No, it did not perform bette than the previous model. It seems that the coefficients of 'sibsp' and 'parch' canceled each other out so the model performed identical to the last.

### Exercise 2
Include sex in your model as well. Note that you'll need to encode or create a dummy variable of this feature before including it in a model.

In [None]:
titanic_dummies = pd.get_dummies(df.sex, drop_first=True)
df = pd.concat([df, titanic_dummies], axis=1)
df

In [None]:
x2 = df[['age', 'fare', 'pclass', 'male']]
y2 = df[['survived']]

x2_train_validate, x2_test, y2_train_validate, y2_test = train_test_split(x2, y2, test_size = .20, random_state = 123)

x2_train, x2_validate, y2_train, y2_validate = train_test_split(x2_train_validate, y2_train_validate, test_size = .30, random_state = 123)
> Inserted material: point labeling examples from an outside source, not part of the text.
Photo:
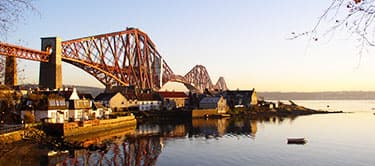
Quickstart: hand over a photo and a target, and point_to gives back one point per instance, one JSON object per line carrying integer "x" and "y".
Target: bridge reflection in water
{"x": 144, "y": 146}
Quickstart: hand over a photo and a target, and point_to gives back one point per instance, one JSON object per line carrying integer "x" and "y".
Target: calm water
{"x": 333, "y": 139}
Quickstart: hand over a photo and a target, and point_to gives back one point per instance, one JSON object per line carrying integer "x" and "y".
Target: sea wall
{"x": 11, "y": 137}
{"x": 203, "y": 112}
{"x": 88, "y": 127}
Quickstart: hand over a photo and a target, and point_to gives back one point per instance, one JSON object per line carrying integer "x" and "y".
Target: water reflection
{"x": 144, "y": 146}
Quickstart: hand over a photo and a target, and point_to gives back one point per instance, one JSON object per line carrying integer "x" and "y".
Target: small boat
{"x": 297, "y": 141}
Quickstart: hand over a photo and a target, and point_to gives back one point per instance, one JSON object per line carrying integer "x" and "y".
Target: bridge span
{"x": 121, "y": 58}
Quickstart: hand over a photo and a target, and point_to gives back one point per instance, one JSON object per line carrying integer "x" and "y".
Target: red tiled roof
{"x": 146, "y": 97}
{"x": 173, "y": 94}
print("train: ", x2_train.shape, ", validate: ", x2_validate.shape, ", test: ", x2_test.shape)
print("train: ", y2_train.shape, ", validate: ", y2_validate.shape, ", test: ", y2_test.shape)

In [None]:
logit.fit(x2_train, y2_train)

In [None]:
print('Coefficient: \n', logit.coef_)
print('Intercept: \n', logit.intercept_)

In [None]:
y2_pred = logit.predict(x2_train)
y2_pred_proba = logit.predict_proba(x2_train)

In [None]:
print('Accuracy of Logistic Regression classifier on training set: {:.2f}'
     .format(logit.score(x2_train, y2_train)))

In [None]:
print(confusion_matrix(y2_train, y2_pred))

In [None]:
print(classification_report(y2_train, y2_pred))

### Exercise 3
Try out other combinations of features and models.

### Exercise 4
Use you best 3 models to predict and evaluate on your validate sample.

### Exercise 5
Choose you best model from the validation performation, and evaluate it on the test dataset. How do the performance metrics compare to validate? to train?
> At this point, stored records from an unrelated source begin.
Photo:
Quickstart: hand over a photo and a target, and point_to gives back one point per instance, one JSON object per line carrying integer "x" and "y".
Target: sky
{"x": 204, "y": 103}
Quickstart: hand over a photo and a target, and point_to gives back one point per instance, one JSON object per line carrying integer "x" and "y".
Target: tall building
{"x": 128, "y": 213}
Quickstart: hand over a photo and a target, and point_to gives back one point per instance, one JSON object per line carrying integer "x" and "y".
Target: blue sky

Bonus1 How do different strategies for handling the missing values in the age column affect model performance?

Bonus2: How do different strategies for encoding sex affect model performance?
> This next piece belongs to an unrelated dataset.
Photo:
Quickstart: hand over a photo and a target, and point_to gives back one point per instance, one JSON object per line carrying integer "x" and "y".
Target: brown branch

Bonus3: scikit-learn's LogisticRegression classifier is actually applying a regularization penalty to the coefficients by default. This penalty causes the magnitude of the coefficients in the resulting model to be smaller than they otherwise would be. This value can be modified with the C hyper parameter. Small values of C correspond to a larger penalty, and large values of C correspond to a smaller penalty.
Try out the following values for C and note how the coefficients and the model's performance on both the dataset it was trained on and on the validate split are affected.


C= .01, .1, 1, 10, 100, 1000

Bonus Bonus: how does scaling the data interact with your choice of C?